Jon Howard Appleton (* 4. Januar 1939 in Los Angeles; † 30. Januar 2022[1]) war ein amerikanischer Komponist, Improvisationsmusiker und ein Pionier der elektro-akustischen Musik. Auch trug er wesentlich zur Entwicklung des Synclaviers bei.

Leben und Wirken

Appleton, dessen Eltern in den Filmstudios von Hollywood arbeiteten, wuchs zunächst als Halbwaise auf. In zweiter Ehe heiratete die Mutter einen Kontrabassisten der Los Angeles Philharmonic, der Appleton zu Konzerten mitnahm und seinen Klavierunterricht und sein Interesse am eigenen Komponieren förderte. Als Kommunisten verloren Mutter und Adoptivvater in der Ära des McCarthyismus ihre Arbeit. Zwischen 1957 und 1961 studierte er am Reed College in Portland (Oregon), wo seine Kommilitonen alle Werke, die er komponierte, aufführten. Nachdem er seinen ersten Abschluss hatte, zog er nach San Francisco, wo er bei Andrew Imbrie an der University of California, Berkeley studierte, mit Willard Bain (1938–2000) musikalische Komödien verfasste und seinen Lebensunterhalt als Einkäufer für Macy’s verdiente. Nach einem Jahr als Musiklehrer konnte er seine Studien an der University of Oregon bei Homer Keller, Henri Lazarof, Felix Salzer und Robert Trotter fortsetzen. Er nutzte das dortige Studio für elektronische Musik und begann, auch in diesem Genre zu komponieren.
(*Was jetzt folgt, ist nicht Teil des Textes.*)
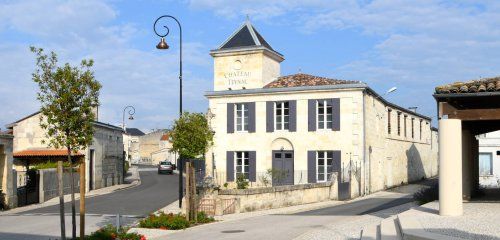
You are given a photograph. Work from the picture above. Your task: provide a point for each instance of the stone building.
(104, 157)
(148, 144)
(131, 144)
(7, 181)
(489, 159)
(306, 127)
(164, 153)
Diese Kompositionen führten 1966 zu seiner Einladung an die Columbia University durch Vladimir Ussachevski. Im dortigen Zentrum für elektronische Musik lernte er Charles Dodge, Emmanuel Ghent und Richard Taruskin kennen. Bald darauf wurde er an der Oakland University in Rochester (Michigan) angestellt, um dort ein Studio für elektronische Musik zu begründen. Als er dabei nicht unterstützt wurde, ging er als Lehrer ans Harvard College. 1969 veröffentlichte Appleton, unterstützt durch den Produzenten Bob Thiele, seine erste Schallplatte bei Flying DutchmanAppleton Syntonic Menagerie; im Folgejahr folgte (gemeinsam mit Don Cherry) Human Music, eines der ersten Alben, auf dem Live-Improvisation und Synthesizermusik verknüpft wurden.[2][3]
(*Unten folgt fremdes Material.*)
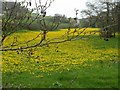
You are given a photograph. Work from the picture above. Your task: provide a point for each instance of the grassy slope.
(83, 63)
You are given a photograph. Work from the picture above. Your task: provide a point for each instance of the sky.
(67, 7)
(64, 7)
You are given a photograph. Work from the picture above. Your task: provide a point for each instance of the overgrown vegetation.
(88, 63)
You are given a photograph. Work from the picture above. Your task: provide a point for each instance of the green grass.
(89, 63)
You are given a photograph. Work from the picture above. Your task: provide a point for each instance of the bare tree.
(17, 15)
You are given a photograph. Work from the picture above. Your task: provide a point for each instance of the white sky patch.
(64, 7)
1970 erhielt er mehrere Stipendien von Guggenheim, Fulbright und The American-Scandinavian Foundation. Im selben Jahr wechselte er ans Dartmouth College, wo ein Studio für elektronisches Musik aufgebaut wurde. Dort initiierte er einen Wettbewerb für elektronische Musik, der drei Jahre lang abgehalten wurde. 1976 wechselte er nach Stockholm, wo er das dortige Studio für elektronische Musik leitete, aber nach einem Jahr in die USA zurückkehrte, wo er zunächst bei New England Digital Corporation an der Entwicklung des Synclaviers arbeitete, bevor er 1978 ans Dartmouth College zurückkehrte.[4][5]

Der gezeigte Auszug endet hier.